Question

Prove that \[\dfrac{{\cos A - \sin A + 1}}{{\cos A + \sin A - 1}} = \csc A + \cot A\]?

Answer 1

Hint: We take LHS and simplify it to get RHS. We divide the numerator and the denominator by Sine function. We know that cotangent is the ratio of cosine to sine function and using the relation between cosine and cotangent we can solve this.

Complete step by step solution:
Given
\[\dfrac{{\cos A - \sin A + 1}}{{\cos A + \sin A - 1}} = \csc A + \cot A\]
Now take
\[LHS = \dfrac{{\cos A - \sin A + 1}}{{\cos A + \sin A - 1}}\] and \[RHS = \csc A + \cot A\].
Now take LHS,
\[LHS = \dfrac{{\cos A - \sin A + 1}}{{\cos A + \sin A - 1}}\]
Now divide the numerator and denominator by \[\sin A\]
\[LHS = \dfrac{{\left( {\dfrac{{\cos A - \sin A + 1}}{{\sin A}}} \right)}}{{\left( {\dfrac{{\cos A + \sin A - 1}}{{\sin A}}} \right)}}\]
\[LHS = \dfrac{{\left( {\dfrac{{\cos A}}{{\sin A}} - \dfrac{{\sin A}}{{\sin A}} + \dfrac{1}{{\sin A}}} \right)}}{{\left( {\dfrac{{\cos A}}{{\sin A}} + \dfrac{{\sin A}}{{\sin A}} - \dfrac{1}{{\sin A}}} \right)}}\]
\[LHS = \dfrac{{\left( {\dfrac{{\cos A}}{{\sin A}} - 1 + \dfrac{1}{{\sin A}}} \right)}}{{\left( {\dfrac{{\cos A}}{{\sin A}} + 1 - \dfrac{1}{{\sin A}}} \right)}}\]
We know \[\dfrac{{\cos A}}{{\sin A}} = \cot A\] and \[\dfrac{1}{{\sin A}} = \csc A\]then we have,
\[LHS = \dfrac{{\cot A - 1 + \csc A}}{{\cot A + 1 - \csc A}}\]
We know \[{\csc ^2}A - {\cot ^2}A = 1\], applying this in the numerator we have,
\[LHS = \dfrac{{\cot A + \csc A - \left( {{{\csc }^2}A - {{\cot }^2}A} \right)}}{{\cot A + 1 - \csc A}}\]
Now applying \[{a^2} - {b^2} = \left( {a - b} \right)\left( {a + b} \right)\] then we have,
\[LHS = \dfrac{{\cot A + \csc A - \left( {\left( {\csc A - \cot A} \right)\left( {\csc A + \cot A} \right)} \right)}}{{\cot A + 1 - \csc A}}\]
Now raking \[\csc A + \cot A\] common we have,
\[LHS = \dfrac{{\left( {\csc A + \cot A} \right)\left( {1 - \left( {\csc A - \cot A} \right)} \right)}}{{\cot A + 1 - \csc A}}\]
\[LHS = \dfrac{{\left( {\csc A + \cot A} \right)\left( {1 - \csc A + \cot A} \right)}}{{\cot A + 1 - \csc A}}\]
Now cancelling the terms we have,
\[LHS = \csc A + \cot A\]
\[ \Rightarrow LHS = RHS\].
Thus \[\dfrac{{\cos A - \sin A + 1}}{{\cos A + \sin A - 1}} = \csc A + \cot A\]. Hence proved.
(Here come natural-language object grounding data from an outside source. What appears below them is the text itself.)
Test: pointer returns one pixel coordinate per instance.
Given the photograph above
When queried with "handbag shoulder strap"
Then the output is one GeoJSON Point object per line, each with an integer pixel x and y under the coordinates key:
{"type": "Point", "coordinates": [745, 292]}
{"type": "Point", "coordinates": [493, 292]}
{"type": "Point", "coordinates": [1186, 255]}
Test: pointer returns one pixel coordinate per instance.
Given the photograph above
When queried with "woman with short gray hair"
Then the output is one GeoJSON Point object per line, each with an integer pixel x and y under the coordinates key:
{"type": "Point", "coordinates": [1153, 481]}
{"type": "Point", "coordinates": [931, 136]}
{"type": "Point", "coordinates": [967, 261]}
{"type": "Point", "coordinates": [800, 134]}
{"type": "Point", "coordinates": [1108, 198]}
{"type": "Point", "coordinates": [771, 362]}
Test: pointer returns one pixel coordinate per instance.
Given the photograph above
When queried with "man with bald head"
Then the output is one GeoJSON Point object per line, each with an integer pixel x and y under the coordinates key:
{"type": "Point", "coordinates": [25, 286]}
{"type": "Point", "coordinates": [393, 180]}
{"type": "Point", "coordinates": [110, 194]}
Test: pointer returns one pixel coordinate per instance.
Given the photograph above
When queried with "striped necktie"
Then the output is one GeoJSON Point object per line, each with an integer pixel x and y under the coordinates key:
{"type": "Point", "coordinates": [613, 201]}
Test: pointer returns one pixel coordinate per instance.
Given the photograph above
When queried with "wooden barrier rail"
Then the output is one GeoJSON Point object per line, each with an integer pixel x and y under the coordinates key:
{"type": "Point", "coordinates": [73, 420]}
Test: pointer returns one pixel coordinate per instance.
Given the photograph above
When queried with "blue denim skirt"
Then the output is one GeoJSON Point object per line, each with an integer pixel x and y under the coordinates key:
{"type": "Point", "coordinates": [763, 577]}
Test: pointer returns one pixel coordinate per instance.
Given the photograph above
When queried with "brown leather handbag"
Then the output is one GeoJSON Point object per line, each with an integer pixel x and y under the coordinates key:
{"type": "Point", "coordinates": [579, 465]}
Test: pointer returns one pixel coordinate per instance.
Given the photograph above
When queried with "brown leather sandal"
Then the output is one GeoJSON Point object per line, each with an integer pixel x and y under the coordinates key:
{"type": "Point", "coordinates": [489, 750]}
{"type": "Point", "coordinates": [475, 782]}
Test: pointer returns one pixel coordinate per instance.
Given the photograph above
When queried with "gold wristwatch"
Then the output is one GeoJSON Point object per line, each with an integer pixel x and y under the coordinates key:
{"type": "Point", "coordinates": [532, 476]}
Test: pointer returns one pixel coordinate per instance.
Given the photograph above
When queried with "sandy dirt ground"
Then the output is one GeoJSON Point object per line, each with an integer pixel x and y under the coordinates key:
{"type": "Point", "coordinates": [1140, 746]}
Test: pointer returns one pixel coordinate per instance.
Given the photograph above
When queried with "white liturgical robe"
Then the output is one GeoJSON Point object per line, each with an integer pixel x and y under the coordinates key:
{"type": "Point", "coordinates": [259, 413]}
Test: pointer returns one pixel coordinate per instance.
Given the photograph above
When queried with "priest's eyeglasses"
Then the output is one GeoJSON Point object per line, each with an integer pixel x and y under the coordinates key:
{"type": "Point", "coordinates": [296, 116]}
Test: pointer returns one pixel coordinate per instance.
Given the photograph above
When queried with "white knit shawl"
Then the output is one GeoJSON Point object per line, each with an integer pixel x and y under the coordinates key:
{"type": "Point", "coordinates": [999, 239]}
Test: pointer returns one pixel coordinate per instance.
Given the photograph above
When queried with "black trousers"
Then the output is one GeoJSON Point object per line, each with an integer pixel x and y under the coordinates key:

Note: Remember A graph is divided into four quadrants, all the trigonometric functions are positive in the first quadrant, all the trigonometric functions are negative in the second quadrant except sine and cosine functions, tangent and cotangent are positive in the third quadrant while all others are negative and similarly all the trigonometric functions are negative in the fourth quadrant except cosine and secant.